According to ancient teachings, human consciousness exists between the material and the spiritual. A human being does not belong to either the earth or the sky, but to both. Their consciousness is like a bridge between these two worlds. From the perspective of desire, it carries within itself two seemingly opposing tendencies: a tendency towards the material and a tendency towards the spiritual. Being situated between two worlds, one longs for transient things but also for things more sublime than what everyday life offers. When one reaches a certain level of spirituality, they begin to transcend the limitations of earthly desires and material possessions, and instead focus on the development of their spiritual self. By nurturing this spiritual aspect, one can attain a state of inner peace and liberation from the cycle of suffering and rebirth.

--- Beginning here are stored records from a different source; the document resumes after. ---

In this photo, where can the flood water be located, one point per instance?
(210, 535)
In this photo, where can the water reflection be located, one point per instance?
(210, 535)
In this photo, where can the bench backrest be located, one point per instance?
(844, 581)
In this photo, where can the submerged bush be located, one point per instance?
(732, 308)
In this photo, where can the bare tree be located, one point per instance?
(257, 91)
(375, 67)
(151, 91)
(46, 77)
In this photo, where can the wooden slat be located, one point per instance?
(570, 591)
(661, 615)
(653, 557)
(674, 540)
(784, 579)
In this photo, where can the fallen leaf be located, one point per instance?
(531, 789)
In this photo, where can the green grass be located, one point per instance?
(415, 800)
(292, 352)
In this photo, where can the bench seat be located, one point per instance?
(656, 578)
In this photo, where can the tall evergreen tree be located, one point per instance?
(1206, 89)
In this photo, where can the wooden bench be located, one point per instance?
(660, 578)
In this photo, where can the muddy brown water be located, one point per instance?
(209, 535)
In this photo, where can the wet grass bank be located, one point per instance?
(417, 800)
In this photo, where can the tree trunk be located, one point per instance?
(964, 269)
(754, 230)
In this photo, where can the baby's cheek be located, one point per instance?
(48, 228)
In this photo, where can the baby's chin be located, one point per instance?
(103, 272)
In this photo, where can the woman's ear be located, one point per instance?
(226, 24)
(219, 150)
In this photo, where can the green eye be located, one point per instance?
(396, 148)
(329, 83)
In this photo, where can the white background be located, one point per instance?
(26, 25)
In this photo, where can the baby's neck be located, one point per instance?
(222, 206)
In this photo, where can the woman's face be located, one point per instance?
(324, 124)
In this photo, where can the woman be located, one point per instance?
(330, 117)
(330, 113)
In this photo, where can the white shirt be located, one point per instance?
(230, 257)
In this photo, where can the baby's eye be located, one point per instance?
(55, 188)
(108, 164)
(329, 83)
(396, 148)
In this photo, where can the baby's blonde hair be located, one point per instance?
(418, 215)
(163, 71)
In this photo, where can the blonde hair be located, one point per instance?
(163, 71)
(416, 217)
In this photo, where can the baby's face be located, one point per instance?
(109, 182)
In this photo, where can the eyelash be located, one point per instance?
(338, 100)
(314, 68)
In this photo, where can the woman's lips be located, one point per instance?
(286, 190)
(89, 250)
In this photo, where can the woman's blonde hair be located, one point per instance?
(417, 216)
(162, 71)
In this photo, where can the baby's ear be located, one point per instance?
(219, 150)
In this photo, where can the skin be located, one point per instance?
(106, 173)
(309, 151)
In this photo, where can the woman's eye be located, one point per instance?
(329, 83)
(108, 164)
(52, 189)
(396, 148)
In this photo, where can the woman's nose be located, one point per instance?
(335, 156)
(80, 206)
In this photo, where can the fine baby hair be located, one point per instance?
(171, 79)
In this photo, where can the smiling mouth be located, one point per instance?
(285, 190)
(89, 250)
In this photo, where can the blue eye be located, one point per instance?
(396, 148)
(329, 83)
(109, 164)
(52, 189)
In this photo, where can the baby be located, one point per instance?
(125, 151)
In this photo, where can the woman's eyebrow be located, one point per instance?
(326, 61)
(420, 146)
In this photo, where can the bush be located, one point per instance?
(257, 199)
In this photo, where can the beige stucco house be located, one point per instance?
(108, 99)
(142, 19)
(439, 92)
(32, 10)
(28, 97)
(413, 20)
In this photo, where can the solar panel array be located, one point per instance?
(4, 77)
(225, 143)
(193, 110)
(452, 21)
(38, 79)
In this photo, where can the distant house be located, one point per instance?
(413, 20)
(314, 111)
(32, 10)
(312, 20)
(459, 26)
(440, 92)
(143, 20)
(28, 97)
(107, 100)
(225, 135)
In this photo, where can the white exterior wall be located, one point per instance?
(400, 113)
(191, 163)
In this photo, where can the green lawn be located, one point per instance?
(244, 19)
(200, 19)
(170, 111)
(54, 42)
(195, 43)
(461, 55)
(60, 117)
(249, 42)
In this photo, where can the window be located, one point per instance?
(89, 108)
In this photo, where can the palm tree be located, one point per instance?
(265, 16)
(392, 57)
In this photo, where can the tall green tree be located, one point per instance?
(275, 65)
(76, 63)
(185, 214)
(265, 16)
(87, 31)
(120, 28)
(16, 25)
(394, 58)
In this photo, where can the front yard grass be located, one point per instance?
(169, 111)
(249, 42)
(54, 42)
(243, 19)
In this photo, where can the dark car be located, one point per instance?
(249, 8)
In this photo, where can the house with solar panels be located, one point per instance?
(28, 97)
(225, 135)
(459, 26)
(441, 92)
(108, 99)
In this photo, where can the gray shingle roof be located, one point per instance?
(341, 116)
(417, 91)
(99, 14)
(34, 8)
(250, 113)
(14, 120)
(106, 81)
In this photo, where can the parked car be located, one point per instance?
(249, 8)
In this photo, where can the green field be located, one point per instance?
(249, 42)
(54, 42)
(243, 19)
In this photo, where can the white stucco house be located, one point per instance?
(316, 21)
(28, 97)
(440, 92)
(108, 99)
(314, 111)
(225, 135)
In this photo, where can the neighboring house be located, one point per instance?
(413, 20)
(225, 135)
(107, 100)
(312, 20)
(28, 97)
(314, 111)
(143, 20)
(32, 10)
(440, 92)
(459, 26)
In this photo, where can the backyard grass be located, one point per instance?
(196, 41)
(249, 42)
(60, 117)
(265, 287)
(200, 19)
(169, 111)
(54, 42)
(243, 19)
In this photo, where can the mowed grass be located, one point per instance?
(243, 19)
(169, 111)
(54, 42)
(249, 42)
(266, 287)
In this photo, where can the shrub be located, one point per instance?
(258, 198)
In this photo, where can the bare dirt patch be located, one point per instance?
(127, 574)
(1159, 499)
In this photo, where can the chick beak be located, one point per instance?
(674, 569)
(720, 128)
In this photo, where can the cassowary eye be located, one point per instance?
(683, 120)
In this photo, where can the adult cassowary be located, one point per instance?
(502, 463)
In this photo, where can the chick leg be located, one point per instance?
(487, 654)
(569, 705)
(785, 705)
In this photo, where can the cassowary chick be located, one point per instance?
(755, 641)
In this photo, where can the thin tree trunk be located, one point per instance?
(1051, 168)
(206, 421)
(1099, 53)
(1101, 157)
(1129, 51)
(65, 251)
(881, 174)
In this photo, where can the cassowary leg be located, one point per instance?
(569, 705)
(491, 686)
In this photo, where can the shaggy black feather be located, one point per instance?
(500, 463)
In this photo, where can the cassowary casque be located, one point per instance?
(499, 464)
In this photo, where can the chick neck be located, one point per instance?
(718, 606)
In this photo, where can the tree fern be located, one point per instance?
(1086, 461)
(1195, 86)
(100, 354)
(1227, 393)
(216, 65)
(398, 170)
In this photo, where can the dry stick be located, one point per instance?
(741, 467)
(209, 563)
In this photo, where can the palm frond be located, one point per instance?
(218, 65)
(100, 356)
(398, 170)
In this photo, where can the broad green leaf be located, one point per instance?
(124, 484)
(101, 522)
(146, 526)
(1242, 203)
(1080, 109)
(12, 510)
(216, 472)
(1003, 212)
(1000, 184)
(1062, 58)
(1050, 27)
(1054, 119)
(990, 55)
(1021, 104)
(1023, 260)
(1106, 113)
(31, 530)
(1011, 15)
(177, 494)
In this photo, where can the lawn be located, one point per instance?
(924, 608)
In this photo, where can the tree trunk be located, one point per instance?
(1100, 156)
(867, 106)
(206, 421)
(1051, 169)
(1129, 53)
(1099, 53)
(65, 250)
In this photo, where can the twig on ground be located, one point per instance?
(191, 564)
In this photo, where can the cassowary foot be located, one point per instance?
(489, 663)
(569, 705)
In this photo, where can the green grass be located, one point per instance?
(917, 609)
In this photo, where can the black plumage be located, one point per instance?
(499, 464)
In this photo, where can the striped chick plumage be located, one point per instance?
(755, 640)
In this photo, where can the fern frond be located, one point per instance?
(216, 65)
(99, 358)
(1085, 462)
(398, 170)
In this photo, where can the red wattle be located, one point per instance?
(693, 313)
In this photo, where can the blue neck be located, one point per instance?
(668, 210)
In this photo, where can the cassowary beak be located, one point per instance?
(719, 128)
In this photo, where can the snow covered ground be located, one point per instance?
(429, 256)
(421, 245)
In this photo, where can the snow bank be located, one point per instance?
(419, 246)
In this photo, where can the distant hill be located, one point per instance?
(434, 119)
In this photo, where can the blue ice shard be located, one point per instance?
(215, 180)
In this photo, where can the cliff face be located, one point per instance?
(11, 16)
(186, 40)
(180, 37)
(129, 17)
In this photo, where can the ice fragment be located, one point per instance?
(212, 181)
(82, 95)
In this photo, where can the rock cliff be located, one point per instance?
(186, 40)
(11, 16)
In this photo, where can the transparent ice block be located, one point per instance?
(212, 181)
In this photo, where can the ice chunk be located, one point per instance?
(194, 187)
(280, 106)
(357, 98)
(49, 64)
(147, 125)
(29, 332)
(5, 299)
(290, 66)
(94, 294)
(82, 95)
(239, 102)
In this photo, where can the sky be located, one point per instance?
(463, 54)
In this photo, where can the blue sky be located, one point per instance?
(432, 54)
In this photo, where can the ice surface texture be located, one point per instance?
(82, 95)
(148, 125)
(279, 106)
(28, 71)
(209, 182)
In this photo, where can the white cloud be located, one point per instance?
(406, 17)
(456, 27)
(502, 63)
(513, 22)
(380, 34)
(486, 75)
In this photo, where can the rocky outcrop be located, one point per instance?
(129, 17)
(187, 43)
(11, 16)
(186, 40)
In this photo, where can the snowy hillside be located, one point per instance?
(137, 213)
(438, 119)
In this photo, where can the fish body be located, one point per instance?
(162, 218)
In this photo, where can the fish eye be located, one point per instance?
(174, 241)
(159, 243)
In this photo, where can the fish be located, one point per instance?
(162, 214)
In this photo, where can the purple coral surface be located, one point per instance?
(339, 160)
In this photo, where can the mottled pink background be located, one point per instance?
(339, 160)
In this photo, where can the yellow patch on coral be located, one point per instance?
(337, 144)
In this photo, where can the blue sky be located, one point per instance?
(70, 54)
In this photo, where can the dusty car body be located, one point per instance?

A person finds themselves in the right place, where two currents merge; on one side, they perceive the sublime possibilities of the spiritual world, beauty, justice, goodness, and truth, while on the other side, their actions in the material world enable them to direct things and themselves towards the perfection they have recognized. Therefore, the person’s sense of perfection arises from the ability of their consciousness to rise into the spiritual realm.

To close the door to the spiritual means to prevent a person from living a truly human life and achieving self-realization, pushing them into unsatisfactory states that will ultimately destroy their identity.

When a person fully aligns themselves with the spiritual, they become a force of nature, a channel through which the divine principle acts in the world. They become a being that acts for the good of all living beings, including themselves.